Recently Milo tagged along with me to do some "bump" pictures.Let's just say it was a challenging shoot. I'd had high hope for these pictures. My friend Michelle is an incredible photographer. She makes expecting Mama's look good. Even when you're taking pictures feeling less than ideal on a 90+ degree Oklahoma day.

Coordinating outfits-check Roots touched up-check Kid hair cut-check Spending way too long on my makeup-check Snow cone child bribery upon successful shoot completion-check

I was ready to go. Milo was ready to go. Or so I thought...

It went downhill fast folks. Fast. I think the words "I don't want to take pictures" were muttered by my sweet boy within 60 seconds of arrival.

We tried everything.

Tickling-no go Chasing-no go Jokes-no go More bribery-no go Silly faces-no go Silly dance moves-no go A goofy rendition of the song Oklahoma: no go

We tried it all. Nothing worked.

I sat there on the blanket near tears. I'd planned for this moment, hoped for this moment, and here it was falling apart before my eyes. I was so disappointed what I was longing for wasn't coming to pass. It seemed better to quit while we were ahead.

We wrapped it up a short while later calling it a night. My friend said she would send me the pics. I honestly had little hope of many good ones being captured.

Later that evening I received an email from her with several images to choose from. As I scrolled through the images I shook my head in amazement.

The pictures were nothing like I had originally desired them to be. None of my pre-planned "poses" had panned out. Instead what was captured, was life. Pictures of my son with a big silly grin, because I could only get him to sit still for 10 seconds at a time before he ran off excitedly. Quiet moments of me alone looking down at my belly, when Milo was off playing in the field. Pictures of his sweet little curls because the back of his head was all he was giving to us.

No they weren't planned. No they weren't perfect.

They were better. They were life. They were real.

They accurately show the last few precious moments as a family of two before we grow to a family of three. They show how we are rejoicing in the miracle that is this sweet baby girl.

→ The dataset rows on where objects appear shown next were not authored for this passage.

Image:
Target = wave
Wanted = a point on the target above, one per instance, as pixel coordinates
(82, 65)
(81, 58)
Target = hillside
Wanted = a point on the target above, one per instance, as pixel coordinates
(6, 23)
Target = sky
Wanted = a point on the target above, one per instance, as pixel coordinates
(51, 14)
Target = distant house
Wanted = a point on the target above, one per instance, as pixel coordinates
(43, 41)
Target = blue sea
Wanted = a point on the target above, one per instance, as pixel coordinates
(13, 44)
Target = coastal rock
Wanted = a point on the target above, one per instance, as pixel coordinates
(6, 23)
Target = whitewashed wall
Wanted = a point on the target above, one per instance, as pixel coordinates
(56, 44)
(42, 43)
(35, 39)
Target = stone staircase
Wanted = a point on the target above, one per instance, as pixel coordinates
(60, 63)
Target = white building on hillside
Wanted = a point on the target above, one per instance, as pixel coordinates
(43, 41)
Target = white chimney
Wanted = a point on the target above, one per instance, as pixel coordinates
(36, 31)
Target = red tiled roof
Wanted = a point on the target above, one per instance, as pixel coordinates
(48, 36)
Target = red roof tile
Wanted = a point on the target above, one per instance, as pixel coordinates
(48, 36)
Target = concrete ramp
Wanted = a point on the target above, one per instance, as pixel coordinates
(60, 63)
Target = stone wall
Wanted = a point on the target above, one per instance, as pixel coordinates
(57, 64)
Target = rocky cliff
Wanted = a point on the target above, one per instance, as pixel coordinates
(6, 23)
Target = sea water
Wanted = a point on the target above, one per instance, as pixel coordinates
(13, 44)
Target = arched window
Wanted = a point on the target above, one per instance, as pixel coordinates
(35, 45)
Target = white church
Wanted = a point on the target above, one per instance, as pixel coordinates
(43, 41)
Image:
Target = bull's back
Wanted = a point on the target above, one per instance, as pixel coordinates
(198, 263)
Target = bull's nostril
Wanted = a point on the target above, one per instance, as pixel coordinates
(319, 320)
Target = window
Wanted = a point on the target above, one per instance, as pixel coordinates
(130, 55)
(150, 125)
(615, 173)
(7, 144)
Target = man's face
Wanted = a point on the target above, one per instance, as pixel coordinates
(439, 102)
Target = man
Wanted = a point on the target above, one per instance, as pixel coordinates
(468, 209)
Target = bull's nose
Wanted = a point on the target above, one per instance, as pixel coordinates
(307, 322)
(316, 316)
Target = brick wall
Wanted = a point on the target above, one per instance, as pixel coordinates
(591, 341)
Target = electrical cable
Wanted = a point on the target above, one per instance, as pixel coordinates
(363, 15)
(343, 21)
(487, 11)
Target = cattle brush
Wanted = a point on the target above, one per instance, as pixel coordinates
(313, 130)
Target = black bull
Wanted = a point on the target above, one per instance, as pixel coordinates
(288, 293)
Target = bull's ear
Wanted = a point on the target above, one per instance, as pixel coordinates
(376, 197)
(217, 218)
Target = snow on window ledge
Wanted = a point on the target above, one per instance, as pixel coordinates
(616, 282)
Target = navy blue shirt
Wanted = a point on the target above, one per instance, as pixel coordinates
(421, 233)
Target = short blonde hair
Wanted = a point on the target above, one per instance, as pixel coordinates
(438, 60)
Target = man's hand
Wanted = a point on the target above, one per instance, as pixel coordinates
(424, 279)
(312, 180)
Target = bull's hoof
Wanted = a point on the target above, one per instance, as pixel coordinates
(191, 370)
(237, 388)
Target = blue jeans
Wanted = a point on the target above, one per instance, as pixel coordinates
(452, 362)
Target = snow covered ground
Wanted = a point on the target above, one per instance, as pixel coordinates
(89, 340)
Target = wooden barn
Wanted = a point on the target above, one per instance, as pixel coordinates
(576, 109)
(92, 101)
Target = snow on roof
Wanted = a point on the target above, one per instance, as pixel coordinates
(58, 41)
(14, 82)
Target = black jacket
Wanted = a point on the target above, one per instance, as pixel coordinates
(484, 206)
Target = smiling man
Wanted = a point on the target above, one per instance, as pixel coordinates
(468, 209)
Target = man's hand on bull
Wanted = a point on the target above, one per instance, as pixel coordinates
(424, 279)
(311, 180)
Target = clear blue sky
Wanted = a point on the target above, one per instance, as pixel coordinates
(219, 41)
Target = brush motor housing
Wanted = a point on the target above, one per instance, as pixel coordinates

These pictures capture that. They stay true to that. They honor that.

Life isn't always a series of picture perfect photo sessions. We aren't always styled the way we want to be. We don't always look the way we want to look. They don't always turn out the way we want them to turn out.

But what if we let go of our preconceived notions of what life "should be" and simply rejoiced in what it is?

Unknown. Chaotic. Imperfect. Real.

Why do we try so hard to paint a picture of perfection? We all know life never is.

I will always remember this photo shoot for what it was, not for what it wasn't. The day we captured life in all its imperfect glory and marveled at its beauty still.